THE WAR SPEECHES DEFINITIVE EDITION
First published by Cassell, London: 1951-52 (3vols)
Compiled from the seven volumes of War Speeches and differing slightly in content, this is the best war speech edition to own because it is printed and bound in superior fashion to the wartime volumes. Last reprinted 1969 by Purnell, London.
STEMMING THE TIDE
First published by Cassell, London: 1953
A resurgent Churchill leads the Conservatives to victory and makes his first speeches as Prime Minister since 1945. 380pp. Last republished in a remainder binding by Cassell in 1965. Scarce in all its forms. This was also the last Churchill speech book with an American edition (Houghton Mifflin, 1954).
A HISTORY OF THE ENGLISH-SPEAKING PE0PLES
First published by Cassell, London: 1956-58 (4vols)
Churchill’s last great work, an intensely personal view of history: “Things in history that interested me.” was Clement Attlee’s humorous alternate title. Broad sweep history in Churchillian style. Four volumes, 1412pp. Last reprinted in complete form by Barnes & Noble, New York, and still available. Also readily available secondhand. Excerpted individual titles from this work include The American Civil War (1961), The Island Race (1964), the Blenheim (School) Edition (1965-66), Heroes of History (1968) and Joan of Arc (1969).
THE UNWRITTEN ALLIANCE
First published by Cassell, London: 1961
Churchill’s last book in his lifetime collects his speeches from 1953 through 1959. There were no reprints and no American (or other) counterparts to this work; as a result it is very scarce.
FRONTIERS AND WARS
First published by Eyre & Spottiswoode, London: 1962
Mentioned by Woods under A1, this is actually a distillation of his first four war books, the Malakand Field Force, River War, London to Ladysmith and Ian Hamilton’s March. Last reprinted by Penguin, 1962.
YOUNG WINSTON’S WARS
First published by Leo Cooper, London: 1972
Edited by Frederick Woods, this work is the first appearance in volume form of Churchill’s 1897-1900 war dispatches. A subsequent printing, entitled Winston Churchill, War Correspondent, added the Cuban dispatches from 1895. This was the last published version, by Brassey’s, London, 1992.
IF I LIVED MY LIFE AGAIN
First published by W. H. Allen, London: 1974
A grand compilation from Churchill’s writings by Jack Fishman, who unfortunately didn’t bother to footnote his sources.

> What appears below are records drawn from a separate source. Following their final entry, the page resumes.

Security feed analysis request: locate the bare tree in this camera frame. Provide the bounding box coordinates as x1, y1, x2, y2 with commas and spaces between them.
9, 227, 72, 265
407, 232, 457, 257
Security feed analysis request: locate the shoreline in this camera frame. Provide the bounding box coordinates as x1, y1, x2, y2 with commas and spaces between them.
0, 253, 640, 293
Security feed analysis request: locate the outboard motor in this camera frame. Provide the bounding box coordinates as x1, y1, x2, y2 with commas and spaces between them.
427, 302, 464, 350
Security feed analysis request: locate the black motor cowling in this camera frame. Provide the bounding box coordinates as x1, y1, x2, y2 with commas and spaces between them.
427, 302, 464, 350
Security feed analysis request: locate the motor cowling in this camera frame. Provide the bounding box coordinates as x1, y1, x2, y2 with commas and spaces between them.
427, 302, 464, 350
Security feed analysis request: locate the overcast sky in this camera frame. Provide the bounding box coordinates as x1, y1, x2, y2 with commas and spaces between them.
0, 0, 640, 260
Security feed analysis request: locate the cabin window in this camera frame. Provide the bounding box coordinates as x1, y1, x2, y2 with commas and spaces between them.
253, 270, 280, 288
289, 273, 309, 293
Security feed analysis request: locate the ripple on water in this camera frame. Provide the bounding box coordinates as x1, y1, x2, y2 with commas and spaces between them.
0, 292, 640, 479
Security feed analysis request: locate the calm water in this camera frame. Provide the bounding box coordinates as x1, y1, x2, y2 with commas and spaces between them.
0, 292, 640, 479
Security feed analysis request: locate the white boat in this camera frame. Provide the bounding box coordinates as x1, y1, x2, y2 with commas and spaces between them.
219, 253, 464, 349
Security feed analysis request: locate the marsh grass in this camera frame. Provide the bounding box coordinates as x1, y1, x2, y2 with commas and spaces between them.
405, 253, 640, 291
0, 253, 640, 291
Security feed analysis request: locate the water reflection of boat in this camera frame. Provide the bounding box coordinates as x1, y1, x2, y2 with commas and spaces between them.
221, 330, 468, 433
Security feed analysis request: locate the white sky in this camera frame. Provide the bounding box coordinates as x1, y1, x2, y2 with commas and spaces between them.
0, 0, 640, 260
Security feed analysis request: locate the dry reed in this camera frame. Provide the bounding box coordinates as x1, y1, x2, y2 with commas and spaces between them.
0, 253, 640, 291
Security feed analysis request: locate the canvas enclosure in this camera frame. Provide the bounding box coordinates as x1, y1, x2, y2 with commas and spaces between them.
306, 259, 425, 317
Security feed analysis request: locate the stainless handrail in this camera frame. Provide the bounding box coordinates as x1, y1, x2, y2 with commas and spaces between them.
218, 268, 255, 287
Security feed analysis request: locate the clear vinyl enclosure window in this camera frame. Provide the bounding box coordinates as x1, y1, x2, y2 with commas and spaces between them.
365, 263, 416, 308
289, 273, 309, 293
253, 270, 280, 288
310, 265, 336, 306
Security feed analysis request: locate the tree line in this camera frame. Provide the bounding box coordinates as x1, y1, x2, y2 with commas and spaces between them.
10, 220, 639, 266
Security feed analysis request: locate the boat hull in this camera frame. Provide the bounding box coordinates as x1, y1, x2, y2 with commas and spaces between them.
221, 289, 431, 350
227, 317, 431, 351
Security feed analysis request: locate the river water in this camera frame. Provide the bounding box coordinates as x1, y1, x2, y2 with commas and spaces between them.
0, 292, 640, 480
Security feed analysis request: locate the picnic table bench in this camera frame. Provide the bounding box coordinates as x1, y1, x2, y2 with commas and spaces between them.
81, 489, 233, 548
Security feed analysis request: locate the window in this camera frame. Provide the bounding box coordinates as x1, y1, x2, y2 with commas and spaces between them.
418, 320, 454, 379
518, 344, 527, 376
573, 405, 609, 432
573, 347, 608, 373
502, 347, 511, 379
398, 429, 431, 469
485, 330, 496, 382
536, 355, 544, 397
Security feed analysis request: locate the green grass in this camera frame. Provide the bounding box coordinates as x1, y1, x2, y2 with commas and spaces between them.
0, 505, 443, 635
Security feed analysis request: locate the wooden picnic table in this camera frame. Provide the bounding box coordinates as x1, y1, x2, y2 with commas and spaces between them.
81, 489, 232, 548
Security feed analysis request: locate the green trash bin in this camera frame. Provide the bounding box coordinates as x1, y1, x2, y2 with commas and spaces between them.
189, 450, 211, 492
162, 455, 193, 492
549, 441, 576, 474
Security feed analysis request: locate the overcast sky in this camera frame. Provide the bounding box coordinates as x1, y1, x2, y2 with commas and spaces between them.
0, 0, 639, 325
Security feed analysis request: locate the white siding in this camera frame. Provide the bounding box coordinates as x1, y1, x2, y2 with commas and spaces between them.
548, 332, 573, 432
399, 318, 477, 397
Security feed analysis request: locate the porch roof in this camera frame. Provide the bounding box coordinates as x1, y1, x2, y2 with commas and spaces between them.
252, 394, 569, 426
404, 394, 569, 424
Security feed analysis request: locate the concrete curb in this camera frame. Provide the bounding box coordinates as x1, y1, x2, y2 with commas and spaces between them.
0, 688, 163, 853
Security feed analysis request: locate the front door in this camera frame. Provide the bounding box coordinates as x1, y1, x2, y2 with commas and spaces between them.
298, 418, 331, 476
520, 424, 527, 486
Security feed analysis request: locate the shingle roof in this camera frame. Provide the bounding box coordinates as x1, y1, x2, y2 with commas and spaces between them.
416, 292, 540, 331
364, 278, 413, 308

Not reprinted, but not hard to find.
WINSTON S. CHURCHILL: THE COMPLETE SPEECHES
First published by Chelsea House/Bowker, London & New York: 1974 (8vols)
A nearly complete, and enormous compilation of Churchill’s speeches from his maiden political speech (Bath, 26 July 1897) through 1963 (accepting Honorary American Citizenship). Containing 9,000 pages, this work is now quite scarce and desirable. The only reprint was an abridged 8vol paperback in 1983.
THE COLLECTED ESSAYS OF SIR WINSTON CHURCHILL
First published by the Library of Imperial History, London: 1975 (4vols)
A supplement to the 1974-75 “Collected Works,” this is the only collection of Churchill’s periodical articles in volume form. It contains all the articles the publishers could find that were not picked up in Churchill’s books. Published in two versions, the Centenary Edition (half navy morocco) and the Centenary Limited Edition (vellum).
First published by the International Churchill Society, N.H.: 1987
A limited edition of 500 leather-bound copies, of which 20 had handmade marbled endpapers and the rest red moiré cloth endpapers. This work was subsequently reprinted in softbound format and remains available from ICS. It contains Churchill’s imagined (some say not quite imagined) conversation with the shade of his father, who returns to visit him in 1947 and is told the history of the world since his own death in 1895, without a hint of the many roles his son played.